The argument from Johnson County is that it sends the largest amount of money to the state in taxes, therefore it should receive those dollars back. That view is not shared by all the other counties, however.
“That pot is for the whole state to have quality education no matter where you live in the state of Kansas,” Sen. Pettey said.
Rep. Winn pointed out that both Wyandotte and Johnson counties received funding back besides education funding, including economic development funding at Village West here, and millions of bioscience development dollars in Johnson County.
Sen. Pettey believes the larger picture is that the entire state would benefit from having quality education.

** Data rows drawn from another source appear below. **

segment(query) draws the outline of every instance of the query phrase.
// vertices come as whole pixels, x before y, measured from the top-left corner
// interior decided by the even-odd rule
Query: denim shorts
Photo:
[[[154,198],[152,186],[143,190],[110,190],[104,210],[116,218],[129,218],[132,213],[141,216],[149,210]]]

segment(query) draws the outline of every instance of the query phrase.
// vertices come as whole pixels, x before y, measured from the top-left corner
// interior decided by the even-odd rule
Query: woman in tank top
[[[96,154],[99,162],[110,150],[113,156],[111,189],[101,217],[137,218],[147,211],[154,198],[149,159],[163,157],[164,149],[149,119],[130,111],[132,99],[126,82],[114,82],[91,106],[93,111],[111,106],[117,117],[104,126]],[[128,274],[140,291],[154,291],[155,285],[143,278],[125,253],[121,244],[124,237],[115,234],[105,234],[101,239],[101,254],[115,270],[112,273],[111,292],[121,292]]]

“The easiest way out of poverty is through education,” she said. “So if we don’t want to see poverty increasing in Wyandotte County or the state of Kansas, then we have to be able to work to have the best education and to help our students stay in school, and that isn’t cheap. But the results are the most important thing, because we end up paying for it at the end if we don’t keep them in school.”
“We keep our eye on the ball at all times and realize these are direct hits against those most in need, which would be our county,” Sen. Pettey said.
All of the punitive pieces went onto the bill in the Kansas Senate after 11 o’clock at night, in a session that went until 2:30 in the morning, she said. Some of those issues, such as due process, had never had a hearing, never been introduced during the session, she said. That process lacked transparency and openness, she said.
Back to the basics
Attending the session, Mary Ann Flunder, a member of the Kansas City Kansas Community College Board of Trustees, urged the schools to get back to the basics because some of the students are lost when they get to college.
Reardon said that in the past, the students were passing the state assessment but some were not yet ready for college work. Then, the school district applied for a waiver to allow it to give a harder test, the ACT. It was part of an effort to increase academic performance in the district.
“The scores have not been good this past year,” he said. “It has been a reality check for our kids and our teachers, that they are not meeting what they need. I admire the district for doing that.”
The district was willing to take a more difficult course, knowing initially that it was not going to do as well, he said. But the different assessment test and the plan that was announced last year sets the district on a course toward more improvement.